Ao chegar a Marabá lá pelos idos anos 60 vindo do Maranhão, “Paraíba” me conheceu quando eu tinha 7 anos de idade. Até hoje não lhe perguntei por que um maranhense carrega o apelido de “Paraíba”. Abobado e nem pagador de mico ele nunca foi. Pelo contrário, é um daqueles castanheiros de pouca vivência na cidade, mas profundamente interessado em saber de tudo. Não se movimenta sem um rádio a acompanhá-lo. Sabe nomes dos presidentes de quase todos os países, o que se discutiu no Congresso Nacional, as últimas novidades da ciência no combate ao câncer, o processo de degelo na Antártida, etc.
Recordo com todas as cores uma frase do “Paraíba” dita por volta de 1987, ao constatar no dia a dia que a caça começava a exaurir-se:

– “Seu” João -, conversando à noite com meu pai, deitado numa rede próximo a minha -, faz tempo que não dou de cara com um bando de Caititu. A causa disso são essas invasões de terra, os bichos estão fugindo com medo das derrubadas. Não dou mais dez anos para a gente não encontrar nem jabuti aqui no “Sapecado” (ex-terra de meu pai, invadida dois anos depois).

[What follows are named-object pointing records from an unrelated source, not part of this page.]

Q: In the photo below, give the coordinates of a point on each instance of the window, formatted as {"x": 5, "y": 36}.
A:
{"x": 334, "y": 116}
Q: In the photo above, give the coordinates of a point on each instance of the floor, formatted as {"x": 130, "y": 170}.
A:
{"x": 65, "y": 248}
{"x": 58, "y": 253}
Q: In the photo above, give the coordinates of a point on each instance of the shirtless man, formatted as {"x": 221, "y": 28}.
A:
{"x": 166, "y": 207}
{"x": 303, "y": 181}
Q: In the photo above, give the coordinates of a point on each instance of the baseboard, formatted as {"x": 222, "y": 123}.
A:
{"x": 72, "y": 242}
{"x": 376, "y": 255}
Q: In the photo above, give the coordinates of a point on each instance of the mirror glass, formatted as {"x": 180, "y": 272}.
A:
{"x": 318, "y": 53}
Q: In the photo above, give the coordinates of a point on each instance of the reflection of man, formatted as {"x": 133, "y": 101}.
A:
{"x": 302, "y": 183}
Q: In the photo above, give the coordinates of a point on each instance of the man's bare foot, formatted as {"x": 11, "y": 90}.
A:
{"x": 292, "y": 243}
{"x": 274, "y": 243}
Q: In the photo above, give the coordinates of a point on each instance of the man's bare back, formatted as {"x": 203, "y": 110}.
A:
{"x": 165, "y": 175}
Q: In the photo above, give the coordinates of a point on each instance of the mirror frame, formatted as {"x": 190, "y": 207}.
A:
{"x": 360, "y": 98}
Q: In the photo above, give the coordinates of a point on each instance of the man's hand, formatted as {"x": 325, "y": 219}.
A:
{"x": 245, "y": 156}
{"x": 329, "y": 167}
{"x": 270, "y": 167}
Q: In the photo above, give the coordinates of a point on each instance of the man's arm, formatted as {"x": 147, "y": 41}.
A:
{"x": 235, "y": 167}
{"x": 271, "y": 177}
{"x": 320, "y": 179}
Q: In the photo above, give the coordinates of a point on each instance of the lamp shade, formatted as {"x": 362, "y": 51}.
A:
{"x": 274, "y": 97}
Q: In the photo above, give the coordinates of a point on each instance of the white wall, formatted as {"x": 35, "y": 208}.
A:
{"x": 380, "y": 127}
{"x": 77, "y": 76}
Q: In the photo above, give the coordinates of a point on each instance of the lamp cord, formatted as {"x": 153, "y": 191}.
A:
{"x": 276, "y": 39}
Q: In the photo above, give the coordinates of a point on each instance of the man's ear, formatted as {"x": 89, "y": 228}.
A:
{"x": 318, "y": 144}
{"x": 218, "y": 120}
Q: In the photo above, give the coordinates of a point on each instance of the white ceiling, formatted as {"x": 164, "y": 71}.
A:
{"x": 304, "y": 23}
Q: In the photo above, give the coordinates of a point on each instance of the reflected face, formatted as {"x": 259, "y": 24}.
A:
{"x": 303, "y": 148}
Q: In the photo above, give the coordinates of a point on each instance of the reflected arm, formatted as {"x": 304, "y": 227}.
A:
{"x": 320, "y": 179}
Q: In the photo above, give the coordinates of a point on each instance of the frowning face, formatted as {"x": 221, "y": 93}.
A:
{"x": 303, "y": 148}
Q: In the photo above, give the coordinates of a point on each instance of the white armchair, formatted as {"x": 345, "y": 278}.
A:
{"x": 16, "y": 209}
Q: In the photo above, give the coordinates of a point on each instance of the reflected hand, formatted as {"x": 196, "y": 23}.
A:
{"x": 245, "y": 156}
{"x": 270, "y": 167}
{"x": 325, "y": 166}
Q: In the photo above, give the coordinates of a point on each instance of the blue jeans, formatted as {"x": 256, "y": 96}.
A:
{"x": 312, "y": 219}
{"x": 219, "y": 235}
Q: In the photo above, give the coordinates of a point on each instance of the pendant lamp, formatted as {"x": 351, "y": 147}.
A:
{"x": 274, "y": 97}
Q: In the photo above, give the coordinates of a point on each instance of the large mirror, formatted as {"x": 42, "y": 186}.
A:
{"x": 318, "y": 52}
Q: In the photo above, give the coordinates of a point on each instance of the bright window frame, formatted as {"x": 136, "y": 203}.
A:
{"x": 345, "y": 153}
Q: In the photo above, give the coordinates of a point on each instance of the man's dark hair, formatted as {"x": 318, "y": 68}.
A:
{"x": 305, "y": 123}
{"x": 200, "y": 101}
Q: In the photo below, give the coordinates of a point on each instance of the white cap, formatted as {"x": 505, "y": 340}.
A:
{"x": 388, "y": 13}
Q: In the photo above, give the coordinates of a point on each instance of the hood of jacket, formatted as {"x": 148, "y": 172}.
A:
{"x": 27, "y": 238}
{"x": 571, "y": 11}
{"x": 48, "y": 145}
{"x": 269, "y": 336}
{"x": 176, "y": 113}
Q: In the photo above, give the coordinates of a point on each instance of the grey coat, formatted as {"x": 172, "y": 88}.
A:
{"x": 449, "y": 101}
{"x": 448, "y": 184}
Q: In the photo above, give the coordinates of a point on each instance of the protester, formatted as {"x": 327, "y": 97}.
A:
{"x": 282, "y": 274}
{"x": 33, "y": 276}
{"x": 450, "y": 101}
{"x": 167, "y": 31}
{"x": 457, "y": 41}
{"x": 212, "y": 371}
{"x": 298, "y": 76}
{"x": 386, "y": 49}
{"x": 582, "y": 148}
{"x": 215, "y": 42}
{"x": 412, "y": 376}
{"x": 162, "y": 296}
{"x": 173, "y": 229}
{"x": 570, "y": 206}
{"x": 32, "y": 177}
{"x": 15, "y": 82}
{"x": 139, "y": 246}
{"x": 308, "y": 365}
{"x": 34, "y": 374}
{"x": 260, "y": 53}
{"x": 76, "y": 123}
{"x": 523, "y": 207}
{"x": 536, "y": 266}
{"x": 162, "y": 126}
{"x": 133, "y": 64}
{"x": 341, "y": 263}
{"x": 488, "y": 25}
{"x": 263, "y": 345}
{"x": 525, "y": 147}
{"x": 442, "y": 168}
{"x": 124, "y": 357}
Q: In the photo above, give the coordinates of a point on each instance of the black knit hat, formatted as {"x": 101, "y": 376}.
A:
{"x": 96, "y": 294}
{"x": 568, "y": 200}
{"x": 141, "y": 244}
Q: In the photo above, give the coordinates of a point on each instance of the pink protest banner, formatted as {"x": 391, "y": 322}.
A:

Como eu dizia no início, papai contou que conversara com “Paraíba” na sexta-feira (o amigo dele ainda mora na região do Rio Vermelho numa gleba de 20 alqueires dada a ele pelo velho João).

Ele disse que não encontra mais no Sapecado nenhum tipo de madeira de lei. Derrubaram tudo: sucupira, jatobá,cedro, jacarandá, nem um metro pra guardar de lembrança . Cupu no leite da castanha, nunca mais comeu. Jabuti não existe mais -, contou papai, angustiado.

Falei a ele de uma canção composto por um sujeito chamado “Jatobá” narrando a destruição das matas. Ele se mostrou interessado em ouví-la. Imediatamente fui buscar o CD do Xangai ( Saga Amazônica) em casa, reproduzindo pra ele ouvir “Matança”, a obra-prima de ‘Jatobá’.
Assisti meu pai derramar lágrimas dos olhos, silenciosamente, ouvindo, emocionado, a realidade da letra. Pediu para reprisar a canção várias vezes, o que o fiz.

Meu pai tem 78 anos e nunca mais pisou os pés na floresta. Já se vão 20 anos.
Perfeitamente lúcido e sem nenhum problema de visão (ainda não foi preciso usar óculos), ele deseja fazer uma viagem de barco comigo subindo o Itacaiúnas até próximo a sua nascente, percorrer o mesmo trajeto feito por ele centenas de vezes quando, ainda jovem, explorava os castanhais na região do Tapirapé.
Gabola, meu pai garante saber ainda os canais das corredeiras e cachoeiras que permeiam extenso trecho do rio. “Passo até de noite ainda”, vangloria-se. E eu sei que ele saberá cruzar, no leme da embarcação, de noite, os sinuosos canais perigosamente infestados de pedrais.
Vou me organizar para viver essa aventura, levando uma boa equipe para registrar tudo. Pode dar um excelente documentário.